Investment Clock insights

From panic to complacency?


Trevor Greetham

1 March 2019

Global growth slowed over 2018 and inflation rose, moving our Investment Clock model into the Stagflation phase of the business cycle. As a result we cut the equity positions in the multi asset funds we manage to neutral by late summer and were able to buy stocks on weakness in Q4 2018 when markets were prematurely panicking about the risks of a US recession.

It pays to buy when others are fearful. Our investor sentiment indicator registered one of its ten most extreme contrarian buy signals (Table 1) in late December during what we label as the “Trump Slump” – a brutal sell off exacerbated by a Christmas twitter storm of threats of a trade war with China and criticism of the independent US Federal Reserve (Fed) for raising interest rates.

Table 1: The Top 10 most extreme weekly sentiment readings since 1990

Source: RLAM as at 28/02/2019

Note: The RLAM Composite Sentiment Indicator is a normalised combination of indicators related to market volatility, private investor sentiment and US director dealing in shares in their own companies.

Stock markets have risen strongly since the year end with the Dow Jones index enjoying its longest winning streak of positive weekly gains in twenty five years. Our sentiment indicator is now registering its highest reading since January 2018 (Chart 1), suggesting that investors are now a bit too complacent about growth. In particular, US company directors have swung from buying the shares in their own companies during Q4 to selling them and they tend to get it right.
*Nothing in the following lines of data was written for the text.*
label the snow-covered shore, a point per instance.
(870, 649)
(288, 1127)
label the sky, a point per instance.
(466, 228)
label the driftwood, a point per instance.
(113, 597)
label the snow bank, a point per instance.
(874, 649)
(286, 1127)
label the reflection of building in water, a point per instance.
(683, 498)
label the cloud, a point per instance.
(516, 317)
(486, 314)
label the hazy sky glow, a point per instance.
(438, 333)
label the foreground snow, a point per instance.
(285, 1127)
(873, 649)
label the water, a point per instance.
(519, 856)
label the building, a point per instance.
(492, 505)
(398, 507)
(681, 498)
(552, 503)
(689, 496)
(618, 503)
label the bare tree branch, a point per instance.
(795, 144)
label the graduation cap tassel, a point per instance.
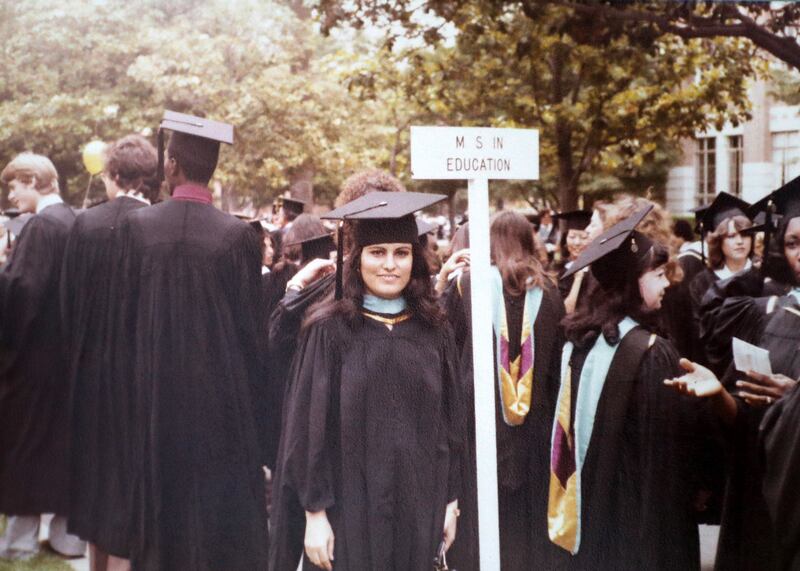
(160, 172)
(339, 259)
(767, 237)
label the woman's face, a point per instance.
(652, 285)
(386, 269)
(595, 227)
(791, 246)
(269, 251)
(735, 247)
(576, 241)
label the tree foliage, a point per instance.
(608, 105)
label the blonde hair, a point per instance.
(657, 225)
(27, 167)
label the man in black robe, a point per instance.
(99, 433)
(33, 388)
(190, 283)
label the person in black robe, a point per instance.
(373, 422)
(521, 446)
(99, 464)
(621, 490)
(190, 291)
(723, 226)
(737, 307)
(34, 467)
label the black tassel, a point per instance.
(160, 172)
(339, 260)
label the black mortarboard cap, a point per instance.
(197, 137)
(380, 217)
(315, 247)
(575, 219)
(614, 253)
(15, 224)
(289, 204)
(723, 206)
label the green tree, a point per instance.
(607, 105)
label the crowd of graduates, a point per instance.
(186, 390)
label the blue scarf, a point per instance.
(377, 304)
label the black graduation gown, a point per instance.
(373, 435)
(33, 386)
(780, 434)
(637, 490)
(191, 282)
(748, 538)
(677, 314)
(99, 406)
(522, 450)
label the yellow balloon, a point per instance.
(94, 157)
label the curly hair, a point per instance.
(513, 251)
(418, 293)
(775, 265)
(30, 167)
(367, 181)
(657, 226)
(716, 259)
(605, 308)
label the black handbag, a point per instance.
(440, 561)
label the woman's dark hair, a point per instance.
(132, 163)
(514, 253)
(418, 293)
(606, 308)
(775, 265)
(716, 259)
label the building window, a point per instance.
(735, 157)
(706, 170)
(786, 155)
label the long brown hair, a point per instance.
(716, 259)
(514, 253)
(418, 293)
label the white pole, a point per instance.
(482, 357)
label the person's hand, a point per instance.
(312, 271)
(698, 381)
(450, 523)
(319, 540)
(763, 390)
(457, 260)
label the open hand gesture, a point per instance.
(698, 381)
(763, 390)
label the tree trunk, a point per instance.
(567, 187)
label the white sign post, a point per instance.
(479, 154)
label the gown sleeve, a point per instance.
(455, 412)
(731, 308)
(669, 459)
(780, 444)
(309, 442)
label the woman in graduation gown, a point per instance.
(526, 306)
(374, 420)
(621, 460)
(736, 308)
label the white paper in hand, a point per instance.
(748, 357)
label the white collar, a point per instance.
(725, 272)
(48, 200)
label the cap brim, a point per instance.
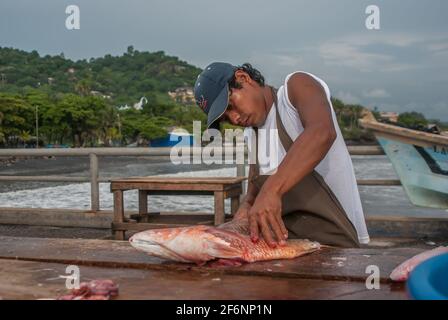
(218, 107)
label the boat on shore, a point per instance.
(419, 158)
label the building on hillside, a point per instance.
(183, 95)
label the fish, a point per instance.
(402, 272)
(227, 244)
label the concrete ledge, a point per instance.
(378, 226)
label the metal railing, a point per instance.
(94, 153)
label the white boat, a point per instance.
(420, 160)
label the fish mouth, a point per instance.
(156, 249)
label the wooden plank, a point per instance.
(160, 186)
(365, 150)
(118, 214)
(327, 264)
(184, 180)
(378, 182)
(142, 202)
(41, 280)
(160, 183)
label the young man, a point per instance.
(308, 188)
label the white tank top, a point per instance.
(336, 168)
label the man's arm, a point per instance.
(250, 196)
(310, 100)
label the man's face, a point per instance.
(247, 104)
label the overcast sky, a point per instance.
(401, 67)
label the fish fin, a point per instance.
(222, 249)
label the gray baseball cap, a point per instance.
(211, 90)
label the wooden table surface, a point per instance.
(326, 274)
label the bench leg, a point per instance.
(234, 204)
(219, 207)
(142, 201)
(118, 214)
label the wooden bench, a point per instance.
(221, 188)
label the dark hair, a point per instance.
(251, 71)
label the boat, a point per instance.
(177, 137)
(419, 158)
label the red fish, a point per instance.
(229, 243)
(401, 273)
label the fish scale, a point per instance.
(230, 241)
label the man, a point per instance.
(308, 188)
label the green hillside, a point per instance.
(78, 101)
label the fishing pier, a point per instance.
(35, 267)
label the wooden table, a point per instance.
(221, 188)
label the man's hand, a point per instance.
(265, 218)
(243, 211)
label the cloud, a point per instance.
(348, 97)
(360, 51)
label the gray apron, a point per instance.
(310, 210)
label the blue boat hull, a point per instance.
(423, 172)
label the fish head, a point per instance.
(196, 244)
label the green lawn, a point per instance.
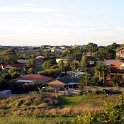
(31, 120)
(89, 99)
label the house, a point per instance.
(65, 60)
(39, 59)
(120, 52)
(5, 94)
(56, 85)
(7, 66)
(34, 78)
(115, 66)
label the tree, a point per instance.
(102, 69)
(14, 72)
(84, 62)
(47, 64)
(84, 81)
(8, 56)
(61, 65)
(117, 80)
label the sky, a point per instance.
(61, 22)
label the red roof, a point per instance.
(35, 77)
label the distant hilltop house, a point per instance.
(45, 80)
(120, 52)
(39, 59)
(22, 61)
(65, 60)
(7, 66)
(115, 66)
(33, 78)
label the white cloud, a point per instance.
(27, 9)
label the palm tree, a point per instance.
(102, 69)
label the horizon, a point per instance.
(39, 22)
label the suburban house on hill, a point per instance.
(115, 66)
(34, 78)
(120, 52)
(50, 82)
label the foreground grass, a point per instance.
(31, 120)
(88, 99)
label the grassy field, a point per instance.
(27, 120)
(89, 99)
(31, 109)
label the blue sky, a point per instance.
(58, 22)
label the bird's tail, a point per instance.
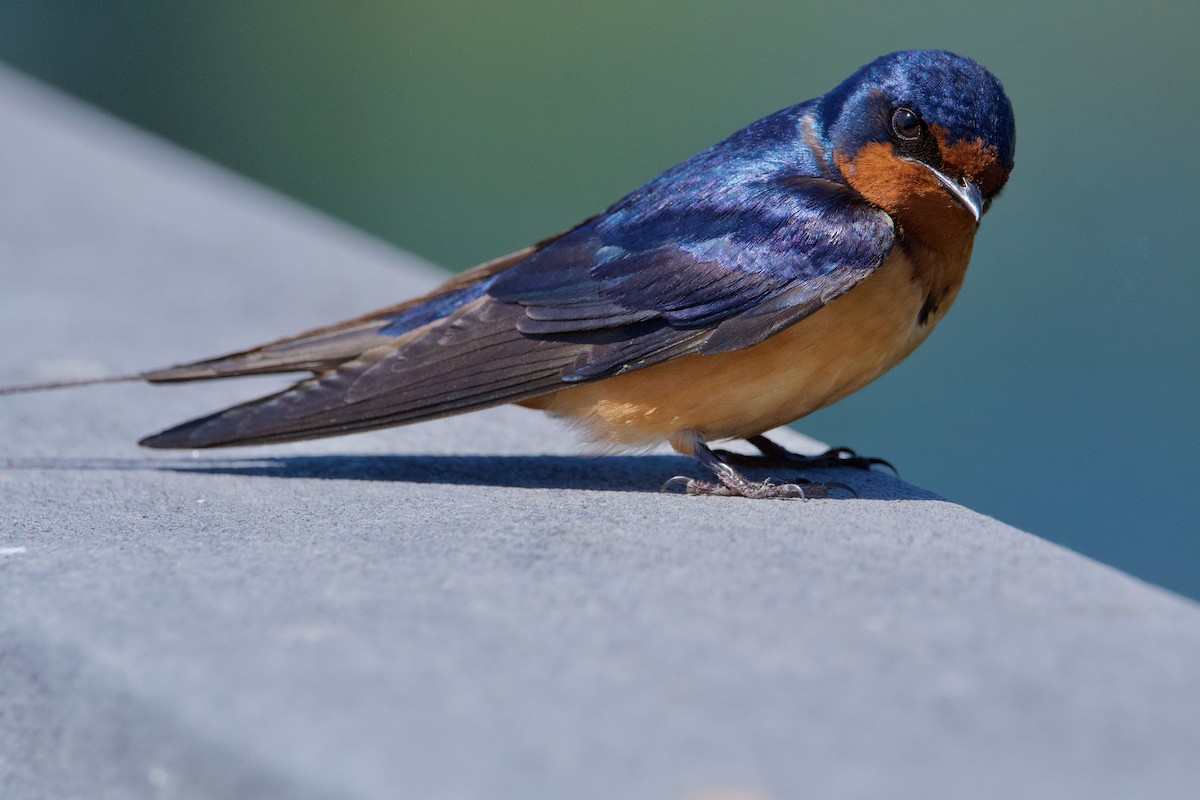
(22, 389)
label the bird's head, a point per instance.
(925, 134)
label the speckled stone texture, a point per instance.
(472, 608)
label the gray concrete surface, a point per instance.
(471, 608)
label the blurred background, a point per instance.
(1060, 395)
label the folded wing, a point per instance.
(647, 282)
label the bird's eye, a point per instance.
(905, 124)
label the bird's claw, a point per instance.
(798, 489)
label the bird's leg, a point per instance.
(773, 455)
(730, 482)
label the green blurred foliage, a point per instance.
(1060, 394)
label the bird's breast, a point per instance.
(837, 350)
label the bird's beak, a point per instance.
(963, 191)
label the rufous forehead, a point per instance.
(973, 160)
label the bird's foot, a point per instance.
(732, 483)
(774, 456)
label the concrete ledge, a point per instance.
(471, 608)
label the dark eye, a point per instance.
(905, 124)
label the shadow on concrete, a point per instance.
(599, 473)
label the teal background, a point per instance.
(1060, 395)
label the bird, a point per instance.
(763, 278)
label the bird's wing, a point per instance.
(712, 277)
(641, 284)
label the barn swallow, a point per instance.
(765, 278)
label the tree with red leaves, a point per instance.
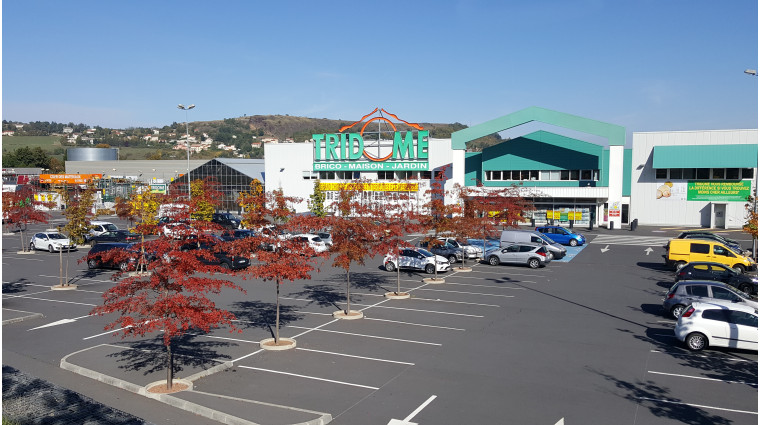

Chart 1: The highest sentiment reading since January 2018

Source: Thomson Reuters Datastream as at 22/02/2019

We moved our equity exposure back down to a more neutral level during the rally. We are seeing additional stimulus in China, the Fed has stopped raising interest rates and President Trump appears to have backed down on threats of new tariffs on China but markets appear to be priced for perfection and it’s too soon to say an upturn in growth is underway. Our base case is that growth surprises positively against muted expectations in 2019. Stock markets should go higher but we would prefer to wait for a dip – or a more convincing improvement in economic data – before adding significantly to our equity exposure.

Longer term the outlook is getting cloudier. The US housing market is cooling off and that doesn’t bode well. A drop in home builder sentiment is a good one to two year lead indicator of a rise in unemployment (Chart 2). If growth does firm up later in the year, we believe US interest rates are likely to rise further, putting more downward pressure on housing and raising the risk of a full blown recession in 2020.

Volatility is here to stay and it pays to have an active strategy that can take advantage of it.

Chart 2: Home builder sentiment as a 6 quarter lead indicator for the US unemployment rate (shown inverted)

Source: Thomson Reuters Datastream as at 15/02/2019

Past performance is no guide to the future. The value of investments and the income from them is not guaranteed and may go down as well as up and investors may not get back the amount originally invested. The views expressed are the author’s own and do not constitute investment advice.